Coggeshall, St Peter ad Vincula
The magnificent and imposing St Peter ad Vincula ('St Peter in chains', a rare dedication) in Coggeshall, Essex, is one of a group of great churches built following the success of the early wool-trade in the East Anglia area. It is Grade I listed.
The building now standing was completed in the first quarter of the 15th century, and sits on a site where both Saxon and Norman churches stood previously. It was restored in the nineteenth century, but severely damaged by enemy action in 1940, and restored 1955-8 by S.E. Dykes Bower.

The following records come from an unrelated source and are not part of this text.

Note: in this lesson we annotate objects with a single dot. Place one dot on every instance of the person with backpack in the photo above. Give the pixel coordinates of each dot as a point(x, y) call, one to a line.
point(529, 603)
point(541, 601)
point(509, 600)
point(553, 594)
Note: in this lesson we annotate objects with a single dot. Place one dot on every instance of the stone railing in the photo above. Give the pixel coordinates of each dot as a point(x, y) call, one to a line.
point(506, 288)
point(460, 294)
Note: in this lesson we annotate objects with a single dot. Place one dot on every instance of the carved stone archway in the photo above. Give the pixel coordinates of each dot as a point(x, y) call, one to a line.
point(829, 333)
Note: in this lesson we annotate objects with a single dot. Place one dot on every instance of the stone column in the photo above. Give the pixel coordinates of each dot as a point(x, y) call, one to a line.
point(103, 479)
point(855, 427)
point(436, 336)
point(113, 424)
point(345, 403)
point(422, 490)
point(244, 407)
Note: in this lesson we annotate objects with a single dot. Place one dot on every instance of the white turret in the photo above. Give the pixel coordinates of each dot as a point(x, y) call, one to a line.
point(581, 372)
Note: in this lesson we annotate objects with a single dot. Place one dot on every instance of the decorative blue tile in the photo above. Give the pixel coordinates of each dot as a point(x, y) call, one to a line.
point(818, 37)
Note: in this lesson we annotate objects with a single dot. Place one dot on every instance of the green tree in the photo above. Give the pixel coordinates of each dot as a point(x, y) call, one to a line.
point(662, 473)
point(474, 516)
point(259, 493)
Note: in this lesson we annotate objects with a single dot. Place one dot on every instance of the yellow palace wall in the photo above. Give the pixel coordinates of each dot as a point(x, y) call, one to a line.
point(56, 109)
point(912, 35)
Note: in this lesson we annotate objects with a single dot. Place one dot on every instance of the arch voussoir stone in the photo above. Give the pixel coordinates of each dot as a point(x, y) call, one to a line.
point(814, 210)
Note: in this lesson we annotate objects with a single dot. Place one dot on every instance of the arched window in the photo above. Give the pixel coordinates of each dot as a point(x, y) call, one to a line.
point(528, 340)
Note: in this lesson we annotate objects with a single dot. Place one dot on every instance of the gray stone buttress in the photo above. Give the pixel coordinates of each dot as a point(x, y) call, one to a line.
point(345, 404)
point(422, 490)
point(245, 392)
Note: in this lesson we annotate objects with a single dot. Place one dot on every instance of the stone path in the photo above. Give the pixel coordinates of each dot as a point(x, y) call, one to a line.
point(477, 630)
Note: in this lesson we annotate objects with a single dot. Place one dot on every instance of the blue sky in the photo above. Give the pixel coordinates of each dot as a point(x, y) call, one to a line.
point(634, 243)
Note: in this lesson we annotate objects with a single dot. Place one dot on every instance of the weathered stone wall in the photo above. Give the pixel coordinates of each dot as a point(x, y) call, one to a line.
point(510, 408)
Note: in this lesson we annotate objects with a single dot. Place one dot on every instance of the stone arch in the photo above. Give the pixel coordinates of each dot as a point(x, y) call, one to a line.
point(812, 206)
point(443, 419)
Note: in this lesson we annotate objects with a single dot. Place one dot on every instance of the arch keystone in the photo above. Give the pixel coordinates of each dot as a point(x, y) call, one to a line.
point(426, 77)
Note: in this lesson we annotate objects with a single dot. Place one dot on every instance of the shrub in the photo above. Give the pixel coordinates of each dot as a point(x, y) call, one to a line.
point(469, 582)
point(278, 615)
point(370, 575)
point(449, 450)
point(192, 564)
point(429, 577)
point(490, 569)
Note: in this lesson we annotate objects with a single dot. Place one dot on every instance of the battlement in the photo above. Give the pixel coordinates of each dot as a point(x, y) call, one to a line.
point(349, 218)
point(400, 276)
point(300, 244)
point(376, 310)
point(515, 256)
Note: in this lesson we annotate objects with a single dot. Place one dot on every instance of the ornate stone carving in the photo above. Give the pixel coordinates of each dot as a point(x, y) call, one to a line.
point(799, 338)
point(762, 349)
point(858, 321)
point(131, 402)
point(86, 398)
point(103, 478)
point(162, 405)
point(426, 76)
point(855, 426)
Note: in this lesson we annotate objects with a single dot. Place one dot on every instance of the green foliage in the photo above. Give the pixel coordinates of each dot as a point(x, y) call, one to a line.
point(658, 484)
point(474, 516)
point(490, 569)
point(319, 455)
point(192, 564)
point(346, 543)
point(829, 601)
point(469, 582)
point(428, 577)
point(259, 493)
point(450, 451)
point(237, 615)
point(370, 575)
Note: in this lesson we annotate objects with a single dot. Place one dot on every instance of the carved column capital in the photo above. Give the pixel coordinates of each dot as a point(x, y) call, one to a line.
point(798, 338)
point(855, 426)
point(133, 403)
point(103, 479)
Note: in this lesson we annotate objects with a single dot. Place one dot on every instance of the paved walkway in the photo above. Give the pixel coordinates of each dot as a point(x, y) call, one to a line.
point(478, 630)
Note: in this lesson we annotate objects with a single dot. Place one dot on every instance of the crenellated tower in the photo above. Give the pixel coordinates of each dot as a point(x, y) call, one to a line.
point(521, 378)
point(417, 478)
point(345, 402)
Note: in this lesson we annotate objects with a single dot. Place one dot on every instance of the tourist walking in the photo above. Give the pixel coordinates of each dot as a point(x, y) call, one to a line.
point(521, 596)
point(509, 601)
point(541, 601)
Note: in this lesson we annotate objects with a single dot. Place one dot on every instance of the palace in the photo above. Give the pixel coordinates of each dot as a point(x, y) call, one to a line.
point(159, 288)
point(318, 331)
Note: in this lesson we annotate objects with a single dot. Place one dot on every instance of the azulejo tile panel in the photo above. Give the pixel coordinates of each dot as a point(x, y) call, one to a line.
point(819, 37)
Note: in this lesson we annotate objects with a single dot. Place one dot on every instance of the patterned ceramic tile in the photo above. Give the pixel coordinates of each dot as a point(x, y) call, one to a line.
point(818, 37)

The church is built of flint rubble with fragments of brick, partly faced with ashlar, with limestone dressings, roofed with lead. The chancel and nave, N and S chapels all date from the fifteenth century. The north arcade and clerestorey, most of the north aisle, the roofs of the nave and north aisle, and the tower were rebuilt 1955-8, and the remainder repaired.
The church shelters a maternity roost of soprano pipistrelles and a Natterer’s bat day roost. These make a mess and fly around in the church interior.
The project built a link between the church community and Essex Bat Group. Members of the bat group led two successful and well-attended bat talks and walks, which made the church community more positive about their bats, helping them to co-exist more harmoniously.